If someone is willing to do that :) ill implement as many string functions as can think of.

Dunbaratu commented 9 years ago

The point is that when deciding what subset of the string methods to implement, a subset that accomplishes everything but is less pretty is more useful than picking a subset that is pretty but doesn't cover all the bases. StartsWith is quite literally covering a subset of the cases that indexof covers. Similarly, any sort of boolean "does it contain this substring" is a subset of the functionality of indexof. indexof tells you BOTH whether it exists or not, AND where it exists if it does.

Remember that the context of the original question was which methods to implement - a context that contains inside it the hardcoded assumption that you can't do them all. If that assumption is false, then the question itself is moot in the first place. If we can do them all, then the question isn't even worth spending any time on.

I'm just saying that IF the original assumption, implicit in the question in the first place, that we can't do them all, is true, then it would make sense to start with the ones that have the greatest range of uses.

ZiwKerman commented 9 years ago

So bottom line is that first we try to implement a wrapper for Strings, similar to one we have for Lists and then introduce standard String methods through that wrapper?

Dunbaratu commented 9 years ago

I think @erendrake's point is that there are a multitude of places in kOS where a user variable is given a string value. Therefore we'd have to ensure that if we make our own string wrapper (let's say UserString, for now, although maybe it will get a different name when actually implemented) that the kOS code NEVER hands a bare C# string back to the user anywhere. It would have to always be putting a UserString into the user's variables instead. And that means scanning through a lot of code by eye and making sure we catch all the cases where strings are given to the user script.

We may be able to make that job easier by forcing it at the stack level, similarly to how NaN and Infinity are caught. If you can't push it onto the stack, then it cannot ever get into a user variable.

erendrake commented 9 years ago

yes, i assume that this discussion was posted because @ZiwKerman thought that the most risk would be in the creation of the structure. I am just guessing that string is getting returned from a bunch of functions and structures and other places that will make it a pain in the butt.

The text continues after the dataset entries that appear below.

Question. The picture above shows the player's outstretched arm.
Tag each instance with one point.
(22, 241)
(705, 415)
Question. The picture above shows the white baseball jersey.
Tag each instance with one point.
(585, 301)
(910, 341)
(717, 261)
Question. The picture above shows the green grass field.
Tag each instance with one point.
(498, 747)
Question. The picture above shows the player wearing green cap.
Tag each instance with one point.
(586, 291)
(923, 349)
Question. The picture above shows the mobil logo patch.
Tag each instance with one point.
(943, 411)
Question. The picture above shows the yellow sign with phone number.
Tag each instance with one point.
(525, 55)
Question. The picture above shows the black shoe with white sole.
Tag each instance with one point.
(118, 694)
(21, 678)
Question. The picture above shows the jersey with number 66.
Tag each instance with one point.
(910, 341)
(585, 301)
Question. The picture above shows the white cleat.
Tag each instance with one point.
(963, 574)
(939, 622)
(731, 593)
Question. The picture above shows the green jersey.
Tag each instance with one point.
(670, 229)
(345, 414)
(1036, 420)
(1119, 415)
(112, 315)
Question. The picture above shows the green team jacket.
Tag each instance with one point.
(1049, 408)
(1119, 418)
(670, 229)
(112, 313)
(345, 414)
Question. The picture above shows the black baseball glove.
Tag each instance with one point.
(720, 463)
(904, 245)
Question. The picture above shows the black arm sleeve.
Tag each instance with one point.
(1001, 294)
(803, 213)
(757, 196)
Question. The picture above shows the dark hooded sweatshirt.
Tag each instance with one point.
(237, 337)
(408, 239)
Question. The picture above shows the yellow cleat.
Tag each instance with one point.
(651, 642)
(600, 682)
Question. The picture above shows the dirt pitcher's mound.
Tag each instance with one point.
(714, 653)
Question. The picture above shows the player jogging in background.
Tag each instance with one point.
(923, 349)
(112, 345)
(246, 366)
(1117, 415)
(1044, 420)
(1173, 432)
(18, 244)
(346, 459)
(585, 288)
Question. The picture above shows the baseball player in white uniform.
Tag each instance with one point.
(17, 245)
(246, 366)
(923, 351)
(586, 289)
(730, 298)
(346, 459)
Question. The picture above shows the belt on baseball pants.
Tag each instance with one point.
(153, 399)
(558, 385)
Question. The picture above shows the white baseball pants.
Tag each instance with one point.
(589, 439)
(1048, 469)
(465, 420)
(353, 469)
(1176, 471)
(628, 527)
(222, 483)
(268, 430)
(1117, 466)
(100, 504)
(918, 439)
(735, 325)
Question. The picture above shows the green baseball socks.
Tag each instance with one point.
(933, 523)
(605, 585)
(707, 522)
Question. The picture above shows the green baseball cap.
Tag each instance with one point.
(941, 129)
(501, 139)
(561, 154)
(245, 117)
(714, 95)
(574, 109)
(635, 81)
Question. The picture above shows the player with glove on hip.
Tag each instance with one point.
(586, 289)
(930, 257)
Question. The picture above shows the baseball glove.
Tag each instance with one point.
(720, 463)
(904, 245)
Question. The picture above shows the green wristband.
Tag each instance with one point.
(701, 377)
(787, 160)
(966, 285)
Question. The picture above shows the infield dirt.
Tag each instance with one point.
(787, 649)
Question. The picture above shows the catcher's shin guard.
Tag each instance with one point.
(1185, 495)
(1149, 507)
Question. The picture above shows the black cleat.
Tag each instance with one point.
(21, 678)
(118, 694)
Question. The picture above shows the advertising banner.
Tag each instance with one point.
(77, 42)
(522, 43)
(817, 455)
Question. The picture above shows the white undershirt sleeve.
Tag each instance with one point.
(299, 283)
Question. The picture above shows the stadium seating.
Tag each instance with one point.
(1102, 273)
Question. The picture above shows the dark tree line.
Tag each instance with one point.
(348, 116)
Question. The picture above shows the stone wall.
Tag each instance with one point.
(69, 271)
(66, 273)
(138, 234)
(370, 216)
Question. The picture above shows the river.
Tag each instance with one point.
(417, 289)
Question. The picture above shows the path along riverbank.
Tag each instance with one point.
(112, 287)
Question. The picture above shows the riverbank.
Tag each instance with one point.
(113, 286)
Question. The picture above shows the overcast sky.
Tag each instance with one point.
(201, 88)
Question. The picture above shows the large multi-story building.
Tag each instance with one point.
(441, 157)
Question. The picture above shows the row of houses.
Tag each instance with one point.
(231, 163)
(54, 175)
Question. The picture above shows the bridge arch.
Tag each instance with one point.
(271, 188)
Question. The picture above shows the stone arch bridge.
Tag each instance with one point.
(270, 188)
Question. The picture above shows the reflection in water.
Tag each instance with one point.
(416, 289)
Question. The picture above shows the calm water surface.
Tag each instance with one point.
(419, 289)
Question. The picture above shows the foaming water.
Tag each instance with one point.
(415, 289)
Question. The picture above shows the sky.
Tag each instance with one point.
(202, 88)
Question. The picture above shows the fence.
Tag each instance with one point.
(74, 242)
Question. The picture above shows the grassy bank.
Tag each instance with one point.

To actually answer the original question. I would guess that the most important would be indexof, substring and split? i dont think there are any in the standard canon i would disagree with.

http://en.wikipedia.org/wiki/Comparison_of_programming_languages_%28string_functions%29

Dunbaratu commented 9 years ago

There's a back-of-the-mind major huge refactor idea I've been having for a while where I wanted to make it so that ALL user data on the stack or in a variable MUST be some sort of wrapper class that kOS is in control of, and never be an underlying C# class or primitive. For example, never an integer, but a KOSInteger instead, never a double, but a KOSDouble instead, and so on. The point of this is that it would open up the ability for us to have suffixes on numbers and the like, and so people could always have some base suffixes that all objects can use, like :TYPE, or :HELP.

This is making me think that making all strings be KOSStrings can be viewed as a first step toward that goal.

erendrake commented 9 years ago

@ZiwKerman and i were talking yesterday over on the forums and it all started with "can i get a handle on the executing part" and it only took a few steps to get from that to "man in the middle every primitive type". It underlines how interconnected and complicated this mod can be. Thanks everyone for the discussion :)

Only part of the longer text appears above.